I visited the rookery at the back of the Alligator Farm last year and had a wonderful time watching the egrets and wood storks building their nests and preparing to fill them. I had hoped to get back after the eggs had hatched, but the weather turned wretched. Not only did it keep me from going back, but it created a tragedy at the rookery--days on end of rain took its toll on the young birds; they couldn't get dry and most of them died. I'm hoping this year will be better. So I got an early start with the first trip.

There were only a few egrets on a few nests.


This egret was fishing in the pond below the nesting area (the one filled with gators).

There were a surprising number of adult night herons, as well as juveniles.

The biggest thrill was the roseate spoonbills. Last time I was here, they stayed far to the back, hidden by the tree branches. This time there were three of them close to the walkway. These two were staying close together.

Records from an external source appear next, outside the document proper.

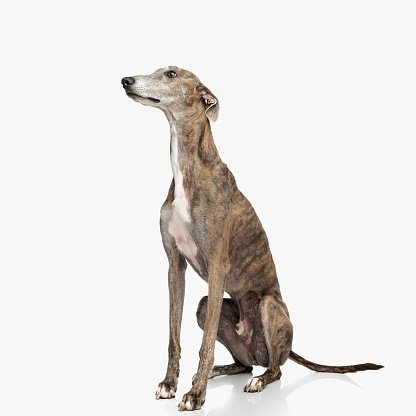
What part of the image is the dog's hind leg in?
[244,296,293,392]
[196,296,253,378]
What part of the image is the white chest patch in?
[168,126,202,273]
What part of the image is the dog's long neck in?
[166,109,222,198]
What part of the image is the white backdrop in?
[0,0,416,416]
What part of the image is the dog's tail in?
[289,351,384,374]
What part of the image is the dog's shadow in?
[203,373,361,416]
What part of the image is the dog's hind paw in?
[244,377,264,393]
[156,381,175,400]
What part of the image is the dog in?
[121,66,382,410]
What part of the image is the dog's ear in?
[196,85,220,121]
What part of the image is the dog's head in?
[121,66,219,121]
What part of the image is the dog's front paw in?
[178,390,205,410]
[244,377,264,393]
[156,381,176,400]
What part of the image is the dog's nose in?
[121,77,134,87]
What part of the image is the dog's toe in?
[156,382,175,400]
[244,377,264,393]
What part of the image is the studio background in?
[0,0,416,416]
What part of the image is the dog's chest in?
[168,197,202,273]
[168,128,202,274]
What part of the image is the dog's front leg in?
[156,250,186,399]
[178,252,229,410]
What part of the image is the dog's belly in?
[168,197,203,275]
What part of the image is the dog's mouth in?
[126,90,160,103]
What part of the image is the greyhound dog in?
[121,66,382,410]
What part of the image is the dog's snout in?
[121,77,134,87]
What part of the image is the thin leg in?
[244,296,293,392]
[197,296,253,378]
[156,250,186,399]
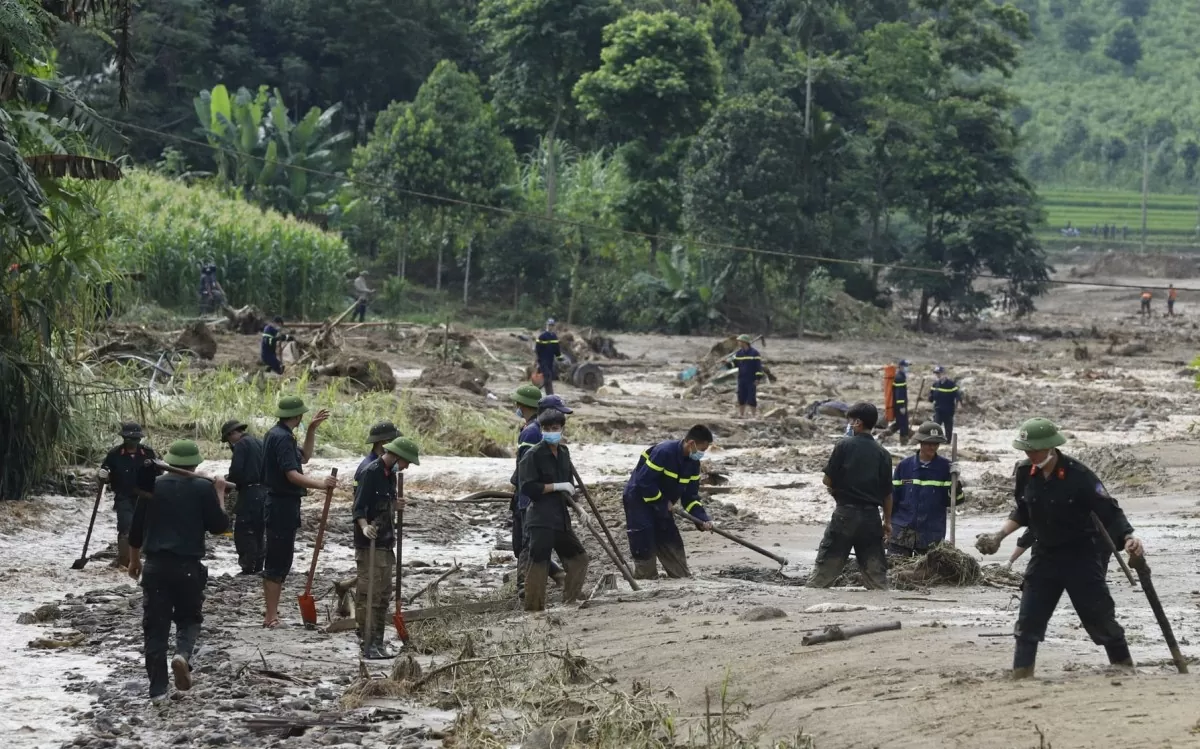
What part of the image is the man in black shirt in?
[263,395,337,629]
[808,403,892,589]
[221,419,266,575]
[98,421,162,568]
[130,439,229,702]
[517,408,588,611]
[354,437,421,660]
[976,419,1142,678]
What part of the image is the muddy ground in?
[7,256,1200,749]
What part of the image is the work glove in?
[976,533,1001,555]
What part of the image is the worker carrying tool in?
[929,365,962,442]
[130,439,229,703]
[888,421,965,557]
[733,334,764,419]
[517,408,588,611]
[96,421,162,569]
[354,436,421,660]
[622,424,713,580]
[533,318,563,395]
[976,418,1142,678]
[354,421,403,489]
[806,403,892,589]
[221,419,266,575]
[259,317,293,375]
[509,385,564,600]
[263,395,337,629]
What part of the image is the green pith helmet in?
[512,385,541,408]
[367,421,400,444]
[163,439,204,467]
[383,437,421,466]
[275,395,308,419]
[917,421,946,444]
[1013,417,1067,450]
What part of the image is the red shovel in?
[299,468,337,629]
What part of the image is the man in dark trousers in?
[929,365,962,442]
[733,334,764,419]
[354,421,403,487]
[533,318,563,395]
[263,395,337,629]
[130,439,229,703]
[808,403,892,589]
[354,437,421,660]
[888,421,964,557]
[97,421,162,568]
[620,424,713,580]
[221,419,266,575]
[976,419,1142,678]
[517,408,588,611]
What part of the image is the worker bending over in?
[622,424,713,580]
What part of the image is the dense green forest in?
[1012,0,1200,192]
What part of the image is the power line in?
[97,115,1200,292]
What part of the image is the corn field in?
[106,172,350,319]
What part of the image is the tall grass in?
[106,172,350,318]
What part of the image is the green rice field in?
[1038,187,1198,244]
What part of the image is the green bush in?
[107,172,350,318]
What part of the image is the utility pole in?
[1141,133,1150,253]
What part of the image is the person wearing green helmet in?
[263,395,337,629]
[976,418,1144,678]
[354,437,421,660]
[130,439,229,703]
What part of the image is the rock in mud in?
[738,606,787,622]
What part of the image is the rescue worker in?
[354,421,403,487]
[96,421,162,568]
[733,334,764,419]
[533,318,563,395]
[350,270,374,323]
[620,424,713,580]
[259,317,292,375]
[221,419,266,575]
[354,437,421,660]
[509,385,574,600]
[929,365,962,442]
[130,439,229,703]
[263,395,337,629]
[976,418,1144,678]
[888,421,964,557]
[806,403,892,589]
[517,408,588,611]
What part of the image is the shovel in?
[299,468,337,629]
[391,473,408,645]
[71,481,104,569]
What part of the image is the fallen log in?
[800,622,900,645]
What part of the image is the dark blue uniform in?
[888,455,962,556]
[622,441,709,579]
[929,377,962,439]
[534,330,562,395]
[733,346,763,408]
[259,323,283,375]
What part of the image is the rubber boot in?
[526,562,549,611]
[563,555,588,604]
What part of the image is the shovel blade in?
[298,593,317,627]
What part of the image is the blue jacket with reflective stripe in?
[510,418,541,510]
[733,346,763,383]
[892,455,962,549]
[624,439,709,522]
[929,377,962,417]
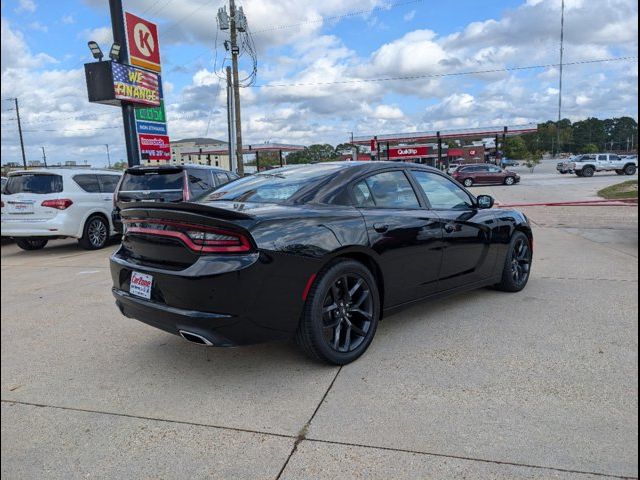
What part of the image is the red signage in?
[389,146,429,159]
[138,133,171,161]
[124,12,161,72]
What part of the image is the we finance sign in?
[111,62,162,107]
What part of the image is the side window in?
[353,180,376,208]
[98,175,120,193]
[411,170,473,210]
[73,174,100,193]
[213,172,229,185]
[186,168,213,197]
[354,170,420,208]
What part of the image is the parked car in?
[452,163,520,187]
[567,153,638,177]
[447,163,463,175]
[111,162,533,365]
[500,158,520,168]
[2,168,121,250]
[113,165,240,233]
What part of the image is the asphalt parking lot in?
[1,164,638,479]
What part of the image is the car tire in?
[78,215,109,250]
[582,167,596,178]
[296,260,380,365]
[15,237,49,250]
[495,231,533,292]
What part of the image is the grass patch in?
[598,180,638,200]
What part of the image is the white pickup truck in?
[558,153,638,177]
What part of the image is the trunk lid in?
[118,202,256,270]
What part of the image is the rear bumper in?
[112,288,244,347]
[111,248,319,346]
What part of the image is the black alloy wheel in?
[79,215,109,250]
[15,237,49,250]
[296,260,380,365]
[582,167,596,177]
[322,274,373,353]
[496,232,533,292]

The third left them and flew across the water to a lower branch, making a graceful landing.

Almost settled...

Wants to know what I am looking at!

These were a much paler pink than I usually encounter when I see them in Cedar Key. Still, very striking.

I am planning to get back again toward the end of the month to see how things are progressing, and hopefully at least a couple of times in April and in May. Our unseasonably cold weather continues, but perhaps that is less of a threat to the birds than endless rain. Time will tell.

Still far too cold to paddle (we get a rare good day now and then....and they are always days that I have dentist appointments or other plans....). Eventually things will return to normal and this will go back to being a paddling blog! Stand by.